Campsite at mile 287 to campsite at mile 306
My dream of hiking the PCT started at mile 290 two years ago. I was halfway throug my first attempt at a light weight, big mileage backpacking weekend. 44 miles in two days along the PCT above Big Bear; it seemed an impossible distance, thrilling in that reckless way imbibed with uncertainty. That first evening I found myself camped next to four real deal PCT hikers. They invited me to eat dinner with them and taught me about ways to lighten my pack by ditching my Nalgene bottles for SmartWater bottles, told me stories about resuppling with only candy, and about hiking 20 miles a day, every day. I’d read Wild, I’d read Thru Hiking Will Break Your Heart and neither of those books made me want to hike the PCT. But meeting those people on that day in late April made me not only want to hike the PCT, it made me think someone like me could do it. After all, these amazing people were just people, bike messengers and software engineers and grocery store clerks, daughters and grandmothers and husbands. So then, why not me?

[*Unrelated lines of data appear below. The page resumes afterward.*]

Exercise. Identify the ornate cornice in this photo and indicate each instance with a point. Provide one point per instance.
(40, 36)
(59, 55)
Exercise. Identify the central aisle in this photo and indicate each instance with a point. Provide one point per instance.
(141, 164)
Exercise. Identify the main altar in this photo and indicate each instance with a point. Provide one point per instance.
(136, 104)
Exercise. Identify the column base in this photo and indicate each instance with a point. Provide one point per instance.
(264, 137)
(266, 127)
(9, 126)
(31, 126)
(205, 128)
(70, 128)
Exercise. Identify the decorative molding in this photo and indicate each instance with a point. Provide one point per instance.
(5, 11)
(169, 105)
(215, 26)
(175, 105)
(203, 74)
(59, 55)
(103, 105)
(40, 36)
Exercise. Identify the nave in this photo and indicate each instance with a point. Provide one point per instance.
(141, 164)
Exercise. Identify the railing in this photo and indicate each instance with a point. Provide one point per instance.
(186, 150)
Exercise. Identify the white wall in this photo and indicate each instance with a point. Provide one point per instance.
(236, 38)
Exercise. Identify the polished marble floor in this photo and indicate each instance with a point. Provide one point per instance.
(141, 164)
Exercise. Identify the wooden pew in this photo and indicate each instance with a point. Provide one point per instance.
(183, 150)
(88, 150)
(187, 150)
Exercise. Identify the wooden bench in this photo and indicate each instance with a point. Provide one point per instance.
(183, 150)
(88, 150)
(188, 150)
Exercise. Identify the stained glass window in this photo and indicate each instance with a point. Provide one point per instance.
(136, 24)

No reason, it turns out. We hiked past that same campground this morning, just a flat patch of dirt on top of a hill surrounded by stunted manzanita. Nothing fateful seeming about it.
All day the trail brought back memories, paired with the gentle rock of nostalgia. This area is resplendent with it’s white granite mashing into pink sandstone, pines and oaks and manzanita all rolled together from one hill to another, with Deep Creek plunging through the center – all cool green waters and swallowing pools. Today familiar and surprising, in the way that that a well worn path can sometimes shake you from your habitual revery and show you a new slice of the world that’s been tucked neatly inside the old.